Avoid burning bridges

Illustration by SHAWN McCREA | The Ranger

EDITORIAL

As graduates are leaving Amarillo College and beginning their journey elsewhere, students should have learned the importance of networking and the need for recommendation letters.

Networking plays a big role in college or job searching. Networking is interacting with others and developing professional relationships or social connections. Why is this important? If you ask a professor for a recommendation letter yet you barely attended class or were late every day, the instructor isn’t going to have very much to recommend.

By interacting with others, you can connect with the people that they know for future resources and opportunities. Networking is a way to help you get to the next chapter in your life. Leaving AC and burning bridges behind you shows
how one would act in a job setting and is also a reflection of character. This isn’t high school anymore. This is college and we’re all adults.

Students may not favor a specific professor but as an adult, there needs to be a mutual respect for one another.

That doesn’t mean you have to be best friends with each other, it means to be professional and cordial. Trash talking to your peers or other teachers isn’t the best way to receive a reference for that new job.

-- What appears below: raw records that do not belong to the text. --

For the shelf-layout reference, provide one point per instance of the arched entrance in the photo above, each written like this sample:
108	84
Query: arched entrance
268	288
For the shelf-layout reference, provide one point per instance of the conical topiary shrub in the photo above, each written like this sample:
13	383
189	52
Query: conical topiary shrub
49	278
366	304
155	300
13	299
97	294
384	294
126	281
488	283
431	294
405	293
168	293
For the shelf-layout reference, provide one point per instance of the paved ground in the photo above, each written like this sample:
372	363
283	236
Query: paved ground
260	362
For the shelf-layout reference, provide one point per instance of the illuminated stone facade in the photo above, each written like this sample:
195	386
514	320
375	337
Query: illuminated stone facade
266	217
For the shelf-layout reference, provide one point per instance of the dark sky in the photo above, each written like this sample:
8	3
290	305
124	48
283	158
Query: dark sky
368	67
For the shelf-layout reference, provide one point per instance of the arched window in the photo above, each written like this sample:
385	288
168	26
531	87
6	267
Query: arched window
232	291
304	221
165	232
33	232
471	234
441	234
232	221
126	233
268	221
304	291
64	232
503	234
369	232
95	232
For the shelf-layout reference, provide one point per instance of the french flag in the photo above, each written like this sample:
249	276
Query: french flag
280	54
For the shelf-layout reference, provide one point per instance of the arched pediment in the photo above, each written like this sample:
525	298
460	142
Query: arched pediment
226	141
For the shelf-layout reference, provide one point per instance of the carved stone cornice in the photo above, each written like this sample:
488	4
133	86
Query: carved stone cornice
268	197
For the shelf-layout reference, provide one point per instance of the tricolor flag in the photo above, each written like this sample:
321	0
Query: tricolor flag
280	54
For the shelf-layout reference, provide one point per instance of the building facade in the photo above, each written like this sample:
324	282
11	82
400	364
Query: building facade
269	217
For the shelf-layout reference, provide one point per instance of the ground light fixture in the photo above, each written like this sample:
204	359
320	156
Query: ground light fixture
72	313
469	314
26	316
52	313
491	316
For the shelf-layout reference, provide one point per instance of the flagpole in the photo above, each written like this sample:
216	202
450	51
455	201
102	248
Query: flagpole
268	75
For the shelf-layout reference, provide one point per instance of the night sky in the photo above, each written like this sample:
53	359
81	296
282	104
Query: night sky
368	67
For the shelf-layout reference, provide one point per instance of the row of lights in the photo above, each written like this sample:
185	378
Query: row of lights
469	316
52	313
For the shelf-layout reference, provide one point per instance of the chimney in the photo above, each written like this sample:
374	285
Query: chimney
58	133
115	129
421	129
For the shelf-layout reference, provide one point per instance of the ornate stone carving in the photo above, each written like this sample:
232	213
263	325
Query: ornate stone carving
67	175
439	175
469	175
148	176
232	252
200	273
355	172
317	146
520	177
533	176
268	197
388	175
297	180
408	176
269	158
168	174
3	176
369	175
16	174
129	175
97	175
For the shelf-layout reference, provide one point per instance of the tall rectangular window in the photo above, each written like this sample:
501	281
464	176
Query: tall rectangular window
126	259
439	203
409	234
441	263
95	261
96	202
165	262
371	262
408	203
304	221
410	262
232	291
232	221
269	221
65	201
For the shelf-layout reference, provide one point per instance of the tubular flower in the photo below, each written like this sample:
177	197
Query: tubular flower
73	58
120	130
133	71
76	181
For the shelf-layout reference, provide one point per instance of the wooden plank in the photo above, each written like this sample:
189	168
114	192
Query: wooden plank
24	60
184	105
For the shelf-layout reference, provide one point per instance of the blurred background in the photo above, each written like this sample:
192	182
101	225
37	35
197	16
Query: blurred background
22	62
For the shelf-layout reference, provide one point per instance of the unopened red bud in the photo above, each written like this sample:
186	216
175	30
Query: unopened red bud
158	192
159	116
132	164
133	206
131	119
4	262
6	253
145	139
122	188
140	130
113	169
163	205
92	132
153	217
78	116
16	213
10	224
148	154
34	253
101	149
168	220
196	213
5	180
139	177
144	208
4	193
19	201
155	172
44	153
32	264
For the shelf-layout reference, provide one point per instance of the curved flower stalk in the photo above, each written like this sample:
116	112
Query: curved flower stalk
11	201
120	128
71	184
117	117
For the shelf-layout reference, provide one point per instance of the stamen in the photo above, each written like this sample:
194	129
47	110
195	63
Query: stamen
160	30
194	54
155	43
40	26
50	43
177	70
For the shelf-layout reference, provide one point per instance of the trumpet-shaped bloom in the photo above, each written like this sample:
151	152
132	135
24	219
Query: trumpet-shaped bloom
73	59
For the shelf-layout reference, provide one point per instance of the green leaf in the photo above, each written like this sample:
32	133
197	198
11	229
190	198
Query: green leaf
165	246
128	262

Today’s society is interconnected and Amarillo is not that big to begin with. Someone you know might know the right person to further your career. Leave a good impression after walking out of every room because someone is always watching.

Valuing your work ethic is going to make you stand out to your professor who has a friend who’s hiring at the local news channel or Pantex. Professors see potential and they also see laziness and won’t recommend the student who’s lazy to their friend at Google or Northwest Hospital.

Social media has become an easy way of finding out who you are. As a student you represent AC, and as a barista you represent Starbucks. Wherever you go, you serve as a representative and what you post on social media can hurt your reputation.

According to Net Nanny 70% of employers say what they find on social media and online impacts their hiring decisions and 40% of college admissions officers visit the applicants social media. Digital footprint on the trail of data someone leaves behind when browsing the internet.

So as you prepare to graduate, remember not to burn the bridges you may need to cross.